Сосредоточенный, низко наклонив голову, ходил он около крыльца, точно дожидаясь чего-то.
Как будто здесь именно он мог получить разрешение своих недоумений и покой от тех чувств, которые всколыхнулись в нем, когда он не только узнал, но и сердцем почувствовал, что есть другая, совсем особенная жизнь, к которой он, Николай Николаевич, не имеет никакого отношения.
Он был не только поражен, но и подавлен мыслью, что до сих пор никогда ему не приходило в голову, как живут все те тысячи людей, которых он встречал на своих прогулках; и что такое его жизнь у Аграфены Ивановны в сравнении с их жизнью? Так ли они живут? И зачем, наконец, нужна его маленькая жизнь, когда кругом никто не знает о ней и все живут по-своему, не обращая на него никакого внимания?
Последний вопрос совершенно ошеломил Николая Николаевича.
Быстро, но с непривычки неуклюже неслись в голове его мысли. Это были даже не мысли, а ряд тяжелых, странных и мучительных вопросов, которые еще больше заставляли Николая Николаевича чувствовать, что он остался на улице совершенно один, что его никто не знает, что нет до него никому никакого дела, что гимназистка совсем чужая ему, и что жизнь его там, у Аграфены Ивановны и в канцелярии, вместе со всей полицией, совершается где-то не здесь, в этом шумном городе, а далеко-далеко отсюда, и что Николай Николаевич никогда не знал этого.
Медленно, весь отдавшись своим новым открытиям, шел он, но не домой, а дальше, вдоль главной улицы. Ему хотелось уйти куда-нибудь, но не как раньше, чтобы его не задевала окружающая жизнь, а так, чтобы где-нибудь, в стороне и от своей, и от чужой жизни, решить наконец, что же с ним случилось и что он узнал.
Он свернул с главной улицы и пошел в городской сад.
В городском саду все зеленело и было полно пробуждающейся жизни.
Мягкая, густая трава, яркие желтые цветы, молоденькие кустики с такими же молоденькими, остренькими листиками, тоненькие березки, ослепительно-белые, точно вымытые дождем, коренастые дубы, едва распустившие красноватые почки, нарядные и благоухающие тополя, желтые, залитые солнцем дорожки – все это слилось во что-то одно целое, свежее, яркое и молодое.
Птицы щебетали наперебой друг перед дружкой; слышались и трели, и свист, и щелканье – все пели по-разному; но и в пении их слышалось что-то одно, общее, до того радостное, даже ликующее, что казалось, и солнце потому светило так радостно и тепло.
И солнце, и сад, и тысячи поющих на разные лады птиц – все жило одной радостной жизнью, всюду была весна!
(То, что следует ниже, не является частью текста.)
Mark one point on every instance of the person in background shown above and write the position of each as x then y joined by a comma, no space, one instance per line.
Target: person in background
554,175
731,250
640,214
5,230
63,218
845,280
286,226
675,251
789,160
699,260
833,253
Только что вошел Николай Николаевич в сад, как его окрикнул Кривцов:
– Эй, Николай-чудотворец, гуляешь, а? Весна-то, брат!.. Пойдем, выпьем.
В первый момент при звуке знакомого голоса Николай Николаевич почувствовал совершенно такое же чувство досады, какое он испытывал раньше в гостях, когда чужая жизнь пыталась ворваться в его жизнь, но потом ему стало приятно. Знакомая, смешная фигура Кривцова и все, что с ней было связано, быстро охватило его своей привычной атмосферой.
– Ты куда же? – спросил он Кривцова.
– В кабак… Весну встречаю. Ну, день! Сверхъестественный день! Пойдем, право, выпьем? Был уже один Николай святой – будет, – смеясь, сказал он, скаля зубы и передразнивая околоточного Буракова.
Николай Николаевич почувствовал такую близость к Кривцову, и так ему хорошо было с ним, что он хотел уже согласиться с ним пройтись, как вдруг Кривцов сказал:
– Знаешь новость?
– Какую новость? – встревожился Николай Николаевич.
– Фирсова переводят в Т.
– Как переводят? Зачем?
– Повышение, брат, – становым назначили… Пойдем, выпьем. Весна, птицы поют, Фирсова переводят, право!.. А почему, когда идет дождь, все распускают зонты?
Кривцов быстро надулся, вытаращил глаза и растопырил руки.
Но Николай Николаевич не заметил шутки.
С ним произошло что-то странное. Когда Кривцов сказал о назначении Фирсова, он быстро вспомнил сегодняшнюю молодую парочку, и ему показалось, что между тем и другим есть какая-то связь… Он не думал этого, а, скорее, почувствовал, и ему стало страшно-страшно, как будто вот-вот должно что-то случиться невероятное, нелепое, против чего он, Николай Николаевич, ничего не может сделать.